Lecture 14
Feature Store, Vector DB, Misc.
Amit Arora, Jeff Jacobs
Georgetown University
Fall 2025
Data preparation accounts for about 80% of the work of data scientists
> Source: Forbes article
Why does this happen?
- Same set of data sources…
- Multiple different feature pipelines..
- Multiple ML models..
- But, an overlapping set of ML features..
- More problems…
- Feature duplication
- Slow time to market
- Inaccurate predictions
Solution…
Machine Learning Feature Store
- For a moment, think of the feature store as a database but for ML features.
- In a Feature Store
- Features are now easy to find (GUI, SDK)
- Feature transformations are reproducible (feature engineering pipelines can now refer to a consistent set of data)

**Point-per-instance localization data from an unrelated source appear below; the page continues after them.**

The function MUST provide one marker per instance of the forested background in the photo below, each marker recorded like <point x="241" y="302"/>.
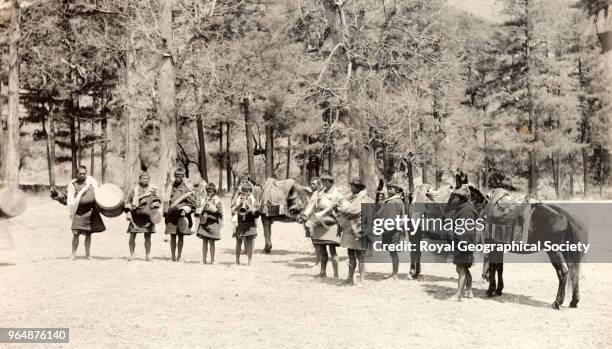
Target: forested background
<point x="514" y="92"/>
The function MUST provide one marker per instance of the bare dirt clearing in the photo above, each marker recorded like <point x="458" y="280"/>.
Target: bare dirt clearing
<point x="110" y="302"/>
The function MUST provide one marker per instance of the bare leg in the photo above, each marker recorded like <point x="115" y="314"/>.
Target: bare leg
<point x="173" y="246"/>
<point x="352" y="265"/>
<point x="461" y="282"/>
<point x="179" y="246"/>
<point x="132" y="244"/>
<point x="324" y="258"/>
<point x="148" y="246"/>
<point x="334" y="258"/>
<point x="87" y="245"/>
<point x="204" y="249"/>
<point x="468" y="284"/>
<point x="212" y="251"/>
<point x="249" y="247"/>
<point x="395" y="264"/>
<point x="238" y="245"/>
<point x="361" y="258"/>
<point x="75" y="245"/>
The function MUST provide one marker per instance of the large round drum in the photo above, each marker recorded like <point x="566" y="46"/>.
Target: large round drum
<point x="110" y="200"/>
<point x="12" y="202"/>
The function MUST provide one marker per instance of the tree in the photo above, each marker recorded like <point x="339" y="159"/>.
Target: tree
<point x="11" y="157"/>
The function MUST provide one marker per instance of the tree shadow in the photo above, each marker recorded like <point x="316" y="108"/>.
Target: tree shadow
<point x="443" y="293"/>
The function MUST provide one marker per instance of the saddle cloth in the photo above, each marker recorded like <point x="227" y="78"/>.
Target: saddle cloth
<point x="274" y="196"/>
<point x="507" y="218"/>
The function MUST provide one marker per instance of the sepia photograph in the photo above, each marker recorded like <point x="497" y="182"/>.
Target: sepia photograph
<point x="305" y="173"/>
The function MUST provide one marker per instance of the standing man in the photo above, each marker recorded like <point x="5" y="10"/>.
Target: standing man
<point x="353" y="238"/>
<point x="325" y="232"/>
<point x="246" y="209"/>
<point x="178" y="207"/>
<point x="390" y="208"/>
<point x="138" y="210"/>
<point x="83" y="212"/>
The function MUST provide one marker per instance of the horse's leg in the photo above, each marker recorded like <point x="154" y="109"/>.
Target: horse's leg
<point x="574" y="272"/>
<point x="415" y="256"/>
<point x="500" y="278"/>
<point x="267" y="224"/>
<point x="485" y="267"/>
<point x="558" y="262"/>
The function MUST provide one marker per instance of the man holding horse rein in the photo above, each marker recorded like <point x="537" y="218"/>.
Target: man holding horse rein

- ML training pipeline has a reliable, curated, maintained data source to get training datasets rather than having to look at the data lake directly
- Low latency lookup for realtime inference
- Consistent features for training and inference
Feature Stores you can use
Vector Databases
- Store entities (text, images, audio, video, anything really..) represented as embeddings.
- Embeddings are numerical representations of entities in high dimensional spaces.
- Embeddings encode (semantic) meaning associated with the objects.
- Provide fast similarity search between entities (of course represented as vector embeddings).
- Focus is not on finding the exact match, but most similar matches.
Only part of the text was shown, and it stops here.